All You Need To Do Is Bee-lieve
Ecosystems all across the world rely on pollinators to sustain plants which animals depend on, and bees are by far the most important ones on our planet. To put it into context, an astonishing 14 million flowers are pollinated per day by a single beehive. However, bees are at risk from threats such as varroa mites, insecticides and climate change. Nevertheless, do not despair!
Varroa mites are known to be carriers of the disease deformed wing virus, which damage bees' wings and can even paralyse them. This virus can play a huge role in the losses of honeybee colonies. Recently, a new study has found some salvation for bees. Research discovered a fungus that when fed to bee colonies showed a significant reduction in deformed wing virus. It is very easy to feed the mushroom extract to these pollinators so hopefully it will be made available soon allowing individual and commercial beekeepers to continue the battle to prevent the collapse of colonies.
Additionally, many insecticides have affected bees negatively with regard to the health of the colony and bees' navigational memory. Early this year, France officially became the first country in Europe to ban the use of the five insecticides that harm bees. This is a step further than the European Union, which outlawed three neonicotinoids (pesticides affecting the nervous system of insects). Maybe France's step forward will encourage other European countries to follow suit.

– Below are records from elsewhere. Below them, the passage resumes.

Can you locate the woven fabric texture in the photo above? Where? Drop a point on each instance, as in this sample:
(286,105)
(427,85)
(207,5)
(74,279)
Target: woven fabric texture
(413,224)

You're probably thinking "yeah okay you can find cures for diseases and stop the use of insecticides, but how on earth do you help bees when it comes to climate change?". Well one of the main problems is that the warmer weather is inducing earlier springs, which means there aren’t as many flowers available for bees when they wake up from hibernation. There is good news, however, as a borough in London may have found one solution. Brent, located in north-west London, is planning to plant an 11 kilometre "bee corridor" filled with wildflowers that will provide the sustenance these pollinators need.
Despite, the problems and challenges bees face, in the words of Bill Gates "innovation is moving at a scarily fast past". Not only that, people's willingness to protect the future of these small but extraordinary creatures makes a huge difference. I will leave you with the thought that maybe all we need to do is bee-lieve (sorry couldn't resist).